Eduardo González
The Council of Ministers has referred to the Cortes Generales (Spanish Parliament) the Cooperation Agreement between Spain and Angola on security and the fight against crime, while authorizing the expression of Spain’s consent to be bound by said agreement.
The agreement was signed in Madrid on November 5, 2018 by the Minister of the Interior, Fernando Grande-Marlaska, and his then Angolan counterpart, Anhelo de Barros Veiga Tavares.

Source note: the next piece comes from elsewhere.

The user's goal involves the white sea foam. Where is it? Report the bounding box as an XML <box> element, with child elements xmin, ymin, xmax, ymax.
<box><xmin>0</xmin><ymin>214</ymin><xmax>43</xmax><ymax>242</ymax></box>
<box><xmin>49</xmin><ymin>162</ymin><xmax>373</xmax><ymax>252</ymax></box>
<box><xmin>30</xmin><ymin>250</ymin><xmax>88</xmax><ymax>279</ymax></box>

The text annuls the previous bilateral cooperation agreement on the same matter, dated June 1997, and will allow the renewal of the legal framework for collaboration that has already existed since 1987.
The agreement, as reported by the Council of Ministers last Tuesday, responds to the concern of both countries about the scope of criminal phenomena and the challenges posed to security by human trafficking, terrorism, drug trafficking and new demonstrations. of transnational organized crime.
Among its provisions, those relating to the fight against organized crime stand out, with specific reference to terrorism, cybersecurity, trafficking in human beings and crimes against the environment, as well as operational and investigative collaboration against different criminal modalities.
The bilateral agreement joins the agreements previously signed by Spain with forty countries, including a dozen African States (Mauritania, Senegal, Morocco, Tunisia, Cape Verde, Cameroon, Ivory Coast, Egypt, Mali and Niger), and Its objective, as reported at the time by the Ministry of the Interior, is to strengthen collaboration between both countries on issues such as advice, training or the exchange of information. The agreement provides for the constitution of a mixed commission and is also open to other areas, such as penitentiary institutions.
According to the Ministry of the Interior, police cooperation between Spain and Angola has been considerably intense since the early 1990s and has mainly taken the form of training and advisory activities.